Clarke looked on unsmilingly as the other three men laughed.

‘So you don’t agree that this was opportunistic?’ asked Ritchie.

Tom shook his head. ‘The people who did this knew exactly what they were here for.’

‘You don’t know that,’ Clarke objected.

‘Opportunistic is settling for the Rembrandt or the Holbein nearer the entrance, not deliberately targeting the da Vinci,’ Tom retorted, sensing Clarke flinch every time he moved too suddenly.

‘Do you think they’ll try and sell it?’ Ritchie pressed.

‘Not on the open market. It’s too hot. But then that was never the plan. Best case they’ll lie low for a few months before making contact and asking for a ransom. That way your insurers avoid paying out full value and you get your painting back. It’s what some people say the National Gallery in London had to do to get their two Turners returned, although they called it a finder’s fee.’

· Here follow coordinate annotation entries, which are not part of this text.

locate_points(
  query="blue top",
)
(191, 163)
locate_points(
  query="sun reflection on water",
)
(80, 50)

‘And worst case?’ Ritchie asked with a glum frown.

‘If you don’t hear from them in the next twelve months, then chances are it’s been taken as collateral for a drugs or arms deal. It’ll take seven years for it to work its way through the system to a point where someone will be willing to make contact again. The timings run like clockwork. But I don’t think that’s what’s happened here.’

‘You’re just making this up,’ Clarke snorted with a dismissive wave of his hand. ‘You don’t know anything about this job or who pulled it.’

Tom shrugged.

‘Four man team, right?’

‘Maybe.’ Clarke gave an uncertain nod.

‘I’d guess two on the inside and two on the outside – a lookout and a driver. The getaway car was probably stolen last night. Something small and fast. Most likely white or red so it wouldn’t stand out.’

‘A white VW,’ Ritchie confirmed, his obvious surprise giving way to an irritated frown as he turned to Clarke. ‘I thought we’d agreed not to release any details yet?’

‘We haven’t,’ Clarke spluttered.

‘I know because it’s his usual MO,’ Tom reassured him.

‘Whose?’

‘His name is Ludovic Royal,’ Tom explained. He’s known in the business as Milo. French, although he would argue he’s Corsican. Turned to art theft after five years in the Foreign Legion and another ten fighting in West Africa for whoever could afford him. He’s ruthless and he’s one of the best.’

‘Why’s he called Milo?’

‘Back when he first got started a client, some Syrian dealer, stiffed him on a deal. Milo hacked both the guy’s arms off, one at the elbow, the other at the shoulder, and left him to bleed to death. When the photos leaked to the local press in Damascus they dubbed it the Venus de Milo killing. The name stuck.’

‘And that’s who you think did this?’ Ritchie sounded sceptical.

‘It’s too early to say,’ Clarke intervened.

‘Have you found the gambling chip yet?’ Tom asked. ‘It’s a small mother-of-pearl disc about this big, with the letter M inlaid in ebony.’

Clarke glared furiously at Dorling. ‘What else have you told him?’

‘Nothing,’ Dorling insisted.

‘I don’t care who’s told who what,’ Ritchie said firmly. ‘I just want to know what it means.’

‘Milo likes to autograph his scores,’ Tom explained. ‘It lets the rest of us know how good he is.’

‘The gambling chip is his symbol,’ Dorling confirmed. ‘They’re pretty common in the art underworld,’ he paused, deliberately avoiding Tom’s gaze. ‘Tom’s was a black cat, you know, like the cartoon character. That’s why they used to call him Felix.’